La Chine n’a pas autorisé la mise en chantier d’une seule centrale nucléaire depuis la fin de 2016. Les experts évoquent de plus en plus ouvertement le gel définitif du programme nucléaire chinois. Pourquoi cette soudaine désaffection pour l’atome? Il existe un effet Fukushima non négligeable. La croissance plus lente de la demande énergétique joue aussi. Mais le principal obstacle demeure que le nucléaire coûte aujourd’hui 20 % plus cher que le solaire et l’éolien et que l’écart s’accroît.
La Chine a longtemps été l’un des principaux partisans de l’énergie nucléaire. Officiellement, elle l’est toujours. Mais le pays n’a plus que 20 GW de projets en construction et n’en approuve plus de nouveaux depuis plus de deux ans. Avant Fukushima, le pays parlait d’installer plus de 400 GW de capacité d’ici le milieu du siècle. Ces plans ont été complètement abandonnés et la politique actuelle, qui misait sur 58 nouveaux GW d’ici 2020, ne sera sans doute pas achevée avant 2022. Et après? Rien n’est prévu.
Le pays fait toujours de la recherche. Il construit actuellement quelques réacteurs de type Hualong-1 (aussi connu sous le nom de HPR-1000) à eau pressurisée, d’une conception classique, mais dotés de plusieurs caractéristiques de sécurité additionnelles. Les chercheurs jonglent aussi avec de nouveaux concepts refroidis au gaz ou au sodium, mais les progrès sont lents. Un réacteur au sodium mis en service près de Beijing en 2011 a connu divers ennuis de refroidissement. Les essais de refroidissement au gaz, pour leur part, se sont avérés si coûteux que le programme initial de 20 réacteurs a été abandonné après la construction de deux unités seulement, à Shidao.

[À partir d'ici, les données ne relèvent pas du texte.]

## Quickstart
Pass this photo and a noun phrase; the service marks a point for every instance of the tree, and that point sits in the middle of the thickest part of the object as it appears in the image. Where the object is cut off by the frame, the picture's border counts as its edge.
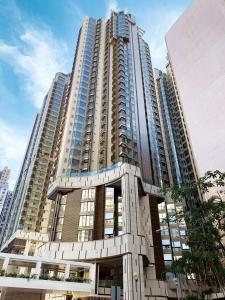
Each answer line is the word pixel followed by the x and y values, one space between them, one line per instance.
pixel 205 220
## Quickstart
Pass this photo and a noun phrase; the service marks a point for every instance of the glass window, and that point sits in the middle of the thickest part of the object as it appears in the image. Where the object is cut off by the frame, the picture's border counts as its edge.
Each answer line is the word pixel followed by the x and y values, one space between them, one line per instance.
pixel 166 242
pixel 109 205
pixel 60 221
pixel 84 235
pixel 182 232
pixel 58 236
pixel 108 216
pixel 108 230
pixel 167 256
pixel 176 243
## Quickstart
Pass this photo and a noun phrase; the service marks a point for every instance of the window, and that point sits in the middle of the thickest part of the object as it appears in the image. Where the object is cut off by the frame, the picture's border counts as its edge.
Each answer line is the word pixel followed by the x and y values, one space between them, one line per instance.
pixel 84 235
pixel 176 243
pixel 62 207
pixel 58 236
pixel 167 256
pixel 108 215
pixel 86 221
pixel 182 232
pixel 60 221
pixel 108 231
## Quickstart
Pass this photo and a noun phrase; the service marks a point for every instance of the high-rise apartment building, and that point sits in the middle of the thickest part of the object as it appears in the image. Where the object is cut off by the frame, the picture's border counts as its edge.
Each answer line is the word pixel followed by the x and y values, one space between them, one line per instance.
pixel 197 63
pixel 180 163
pixel 30 207
pixel 4 185
pixel 112 112
pixel 111 137
pixel 5 215
pixel 115 146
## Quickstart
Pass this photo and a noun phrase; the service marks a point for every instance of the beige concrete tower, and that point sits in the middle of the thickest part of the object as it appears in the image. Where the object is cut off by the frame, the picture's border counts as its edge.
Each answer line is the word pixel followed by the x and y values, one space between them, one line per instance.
pixel 198 66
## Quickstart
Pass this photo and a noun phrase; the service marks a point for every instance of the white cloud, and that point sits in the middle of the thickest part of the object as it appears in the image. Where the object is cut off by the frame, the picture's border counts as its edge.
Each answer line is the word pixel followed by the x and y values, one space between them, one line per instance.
pixel 36 57
pixel 12 148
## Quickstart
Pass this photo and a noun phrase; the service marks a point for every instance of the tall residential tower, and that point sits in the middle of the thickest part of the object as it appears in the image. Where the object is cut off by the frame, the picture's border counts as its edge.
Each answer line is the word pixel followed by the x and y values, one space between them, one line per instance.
pixel 30 207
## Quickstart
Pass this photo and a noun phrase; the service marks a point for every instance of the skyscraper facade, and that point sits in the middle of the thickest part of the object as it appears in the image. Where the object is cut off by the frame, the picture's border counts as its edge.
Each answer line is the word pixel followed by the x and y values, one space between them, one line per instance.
pixel 30 208
pixel 4 185
pixel 109 136
pixel 180 163
pixel 197 63
pixel 118 138
pixel 5 216
pixel 112 111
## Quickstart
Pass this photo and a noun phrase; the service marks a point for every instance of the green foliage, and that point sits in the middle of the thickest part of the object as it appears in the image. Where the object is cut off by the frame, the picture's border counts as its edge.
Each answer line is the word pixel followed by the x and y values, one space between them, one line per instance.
pixel 205 220
pixel 192 297
pixel 23 276
pixel 10 274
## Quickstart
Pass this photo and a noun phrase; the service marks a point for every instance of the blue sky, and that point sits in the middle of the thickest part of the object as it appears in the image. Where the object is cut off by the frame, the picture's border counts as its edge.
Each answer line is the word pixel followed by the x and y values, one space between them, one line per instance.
pixel 37 39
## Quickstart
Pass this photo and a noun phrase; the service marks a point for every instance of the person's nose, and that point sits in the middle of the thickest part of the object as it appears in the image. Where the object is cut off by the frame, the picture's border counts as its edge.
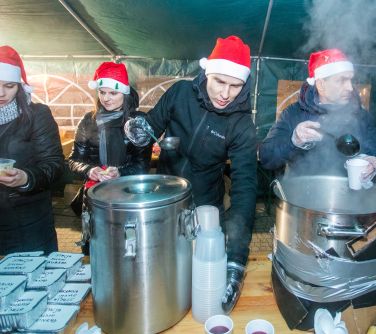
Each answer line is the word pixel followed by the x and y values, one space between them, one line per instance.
pixel 225 92
pixel 349 86
pixel 106 97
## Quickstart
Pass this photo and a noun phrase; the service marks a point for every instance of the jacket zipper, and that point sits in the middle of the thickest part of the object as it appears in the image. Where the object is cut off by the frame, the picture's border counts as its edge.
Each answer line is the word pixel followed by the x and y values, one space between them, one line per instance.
pixel 192 141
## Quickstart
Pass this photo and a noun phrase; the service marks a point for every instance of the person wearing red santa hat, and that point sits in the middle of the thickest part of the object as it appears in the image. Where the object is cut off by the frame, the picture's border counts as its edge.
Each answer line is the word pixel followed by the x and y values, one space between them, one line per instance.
pixel 101 150
pixel 328 103
pixel 28 135
pixel 212 117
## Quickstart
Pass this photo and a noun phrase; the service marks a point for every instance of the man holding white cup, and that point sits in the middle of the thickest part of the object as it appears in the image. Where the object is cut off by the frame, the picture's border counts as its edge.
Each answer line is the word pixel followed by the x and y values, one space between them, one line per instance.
pixel 304 137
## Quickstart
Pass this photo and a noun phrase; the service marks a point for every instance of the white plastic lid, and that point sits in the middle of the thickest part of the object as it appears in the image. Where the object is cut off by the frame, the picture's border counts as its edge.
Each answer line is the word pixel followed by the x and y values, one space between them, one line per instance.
pixel 208 217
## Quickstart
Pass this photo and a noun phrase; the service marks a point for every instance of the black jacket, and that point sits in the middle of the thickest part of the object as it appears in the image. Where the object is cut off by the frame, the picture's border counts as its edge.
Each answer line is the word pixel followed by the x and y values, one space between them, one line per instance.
pixel 85 151
pixel 277 149
pixel 208 138
pixel 26 222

Les problèmes de sécurité et d’acceptabilité sociales pourraient sans doute être résolus en y mettant le temps et l’effort. Seulement voilà, les coûts du nucléaire explosent et les renouvelables apparaissent désormais comme une solution à la fois moins coûteuse et plus facile à déployer. Le réacteur de type AP1000 (de conception américaine) mis en service en juin dernier a coûté 7,6 milliards de dollars, le double du prix normalement payé pour une capacité comparable en Chine. Ces coûts élevés augmentent les risques financiers liés aux nouveaux projets.
Qui plus est, les réacteurs nucléaires chinois ont dû réduire leur production en raison de la compétition de l’énergie renouvelable très bon marché sur les marchés. Le facteur de charge moyen des centrales est passé de près de 91 % en 2012 à 81 % en 2017. Les coûts de construction à la hausse sont donc assortis de revenus à la baisse.
https://energieetenvironnement.com/2019 ... e-chinois/Comment l’avenir se présente-t-il? Les centrales en place vont durer encore quelques décennies. Mais les mises en chantier seront désormais très rares, voire inexistantes. De plus, le modèle très centralisé de l’énergie nucléaire ne correspond plus aux attentes de production plus flexible et mieux distribuée sur le territoire. La faible croissance de la demande énergétique signifie aussi que les renouvelables pourront facilement combler les besoins.
En dépit de toute l’attention que reçoit le programme nucléaire chinois, il ne représentait en 2016 que 5 % seulement de la production électrique en Chine. Bloomberg New Enery Finance estimait en 2017 que sa part ne serait plus que de 3 % en 2040.